A former government minister is among the elite yet to receive the keys to his home at the controversial multi-million dollar La Fortresse gated community complex. Four years after the sod for the 93-unit unit luxury housing project located opposite the Long Circular Mall, Dibe was turned, the project is yet to be completed. Initial completion date for the $193.4 million project comprising 46 townhouses, 38 duplexes and ten tri-level duplex units was to be 18 months. The two and three-bedroom town houses are each priced at $1.8 million. The duplexes are said to be within the range of $2.2 million, while the tri-level duplexs are priced at $2.7 million.
A Sunday Guardian investigation revealed that 30 to 50 per cent deposits have been made on 89 of the luxurious houses, with only the remaining four two-bedroom townhouses awaiting owners. However, to date, doctors, lawyers, teachers and several other businessmen have been forced to fork out huge rental sums while waiting on the luxurious units to be completed. The project is a joint venture between the DTL Property Developers Company Ltd and the Public Services Association (PSA). It was under the tenure of former PSA president, Jennifer Baptiste Primus that the union agreed to enter the housing business with its 3.2 hectares of land.

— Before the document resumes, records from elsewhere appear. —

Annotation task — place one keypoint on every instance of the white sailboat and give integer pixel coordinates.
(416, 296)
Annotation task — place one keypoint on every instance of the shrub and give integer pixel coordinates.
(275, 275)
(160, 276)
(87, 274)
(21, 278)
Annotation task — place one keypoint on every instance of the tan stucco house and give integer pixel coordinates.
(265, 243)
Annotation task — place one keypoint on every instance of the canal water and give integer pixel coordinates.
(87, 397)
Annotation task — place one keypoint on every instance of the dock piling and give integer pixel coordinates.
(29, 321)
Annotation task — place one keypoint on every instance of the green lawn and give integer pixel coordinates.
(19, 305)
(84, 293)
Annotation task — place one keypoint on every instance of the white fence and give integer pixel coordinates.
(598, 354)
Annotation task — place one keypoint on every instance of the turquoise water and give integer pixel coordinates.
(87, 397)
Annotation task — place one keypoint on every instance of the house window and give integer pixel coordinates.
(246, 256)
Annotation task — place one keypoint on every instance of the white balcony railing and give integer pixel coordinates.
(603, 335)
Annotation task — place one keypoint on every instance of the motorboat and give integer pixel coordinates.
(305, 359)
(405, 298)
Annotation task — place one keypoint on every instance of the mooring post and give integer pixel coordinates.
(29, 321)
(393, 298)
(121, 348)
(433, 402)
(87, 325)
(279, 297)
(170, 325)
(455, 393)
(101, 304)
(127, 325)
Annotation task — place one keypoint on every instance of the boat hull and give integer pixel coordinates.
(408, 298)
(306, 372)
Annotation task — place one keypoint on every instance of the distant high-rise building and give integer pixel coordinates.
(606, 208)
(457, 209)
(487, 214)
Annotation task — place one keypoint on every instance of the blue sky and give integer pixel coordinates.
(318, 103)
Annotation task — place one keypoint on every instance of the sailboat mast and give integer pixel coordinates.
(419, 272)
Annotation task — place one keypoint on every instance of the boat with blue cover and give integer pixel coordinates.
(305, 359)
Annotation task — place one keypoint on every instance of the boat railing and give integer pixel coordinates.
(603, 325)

Sunday Guardian understands the association explored other options for utilising the land, however, they settled for the DTL partnership which was expected to be most feasible. At the construction site last week, several plastered unfinished units were seen. Steel roofs covered some units while gaping holes in the concrete walls of some townhouses were yet to be installed with windows. A backhoe and construction materials were seen lying around the compound. A worker who wished not to be identified said, "We are working as quickly as possible."
Cost overruns
But while the project was expected to double the PSA's investments, Sunday Guardian understands the delay and rise in the cost of materials has led to cost overruns. Additionally, it was learnt that while several contractors have been fired from the project, others have walked off the job claiming financial strains. General manager of DTL Lucien Delpeche has admitted that the project has been delayed as a result of "unforeseen circumstances," which they expect to be rectified shortly. But even while the company is pushing to have the project completed by year's end, several prospective homeowners are now weighing their legal options.
Venting his frustration openly, former Works and Transport Minister, Carlos John who made a down payment on a town house, said, "I made payments for one of the units which I intended to give to my daughter. They have not delivered at all; it is more than four years I have been waiting. Both PSA and DTL fell through on their word. The project is long overdue. I am not taking it nicely at all." Another disgruntled businessman, Rodney Benjamin said he believed he, like many other prospective home owners, was getting the run around.
"Every time you go to the company they have nothing substantial to say at all. I made both a ten and 20 per cent down payment and to date it is only promises. The place was expected to finish years now and nothing is happening. We are really fed up because this entire situation is very frustrating." Also affected is a doctor who requested anonymity, claiming that he is now forced to fork out $US1,500 a month because of the delay. "My wife and I, who recently got married, found the location was good so we opted to make a down payment. We made a down payment on a two-storey townhouse; we paid ten per cent when the first floor was completed and 20 per cent when construction of the second floor started.
"We signed all our documents and were eagerly awaiting the keys for our home. We have seen months turn into years and now it has become really, really frustrating. Almost four years have passed and basically all we are seeing on the compound is the shell of our dream home," the doctor said.